The proposed timeline indicates that it might not be until 2025 that an Australian digital asset platform can secure a license under the newly introduced regime. Nevertheless, this move marks a substantial stride taken by the Australian government in the journey towards crafting a comprehensive crypto regulation policy.
The proposal, which was initially announced in February 2023, was eagerly anticipated to emerge by mid-2023. However, it materialized in the form of an October consultation paper, distinct from an earlier token mapping consultation paper. Token mapping involves the critical process of identifying the core activities and functions of crypto products and mapping them against existing regulatory structures.
The paper released on Monday signifies that all crypto exchanges holding more than AUD 1,500 (equivalent to $946) of any one client or total assets exceeding AUD 5 million ($3.15 million) will require an Australian Financial Services license, granted by the Australian Securities and Investments Commission. The paper seeks input on 32 themes and invites written submissions until December 1, 2023.
Adam Percy, General Counsel of Swyftx, a local crypto exchange, highlighted the importance of establishing a level playing field for both national and overseas crypto platforms. He noted that the government’s consultation is thoughtful, emphasizing the need for appropriate protections and space for innovation.

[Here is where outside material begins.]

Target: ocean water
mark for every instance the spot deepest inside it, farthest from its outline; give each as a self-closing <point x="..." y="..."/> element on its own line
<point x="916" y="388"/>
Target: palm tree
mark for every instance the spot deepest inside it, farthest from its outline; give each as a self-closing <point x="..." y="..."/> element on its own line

In addition to the legislative developments, the Treasury and the Reserve Bank of Australia are set to collaborate on a “joint report” to be published around the middle of 2024. This report will serve as a comprehensive overview of the central bank digital currency (CBDC) research within Australia, outlining a roadmap for future work in this domain. Dr. Brad Jones, Assistant Governor (Financial System) at the Reserve Bank of Australia, conveyed this in a speech.
Earlier this year, Australia had opted to defer any decisions related to a CBDC for several years. The decision was influenced by unresolved issues that surfaced towards the end of a pilot project, underlining the importance of a deliberate and considered approach to the adoption of digital currencies in the national financial landscape.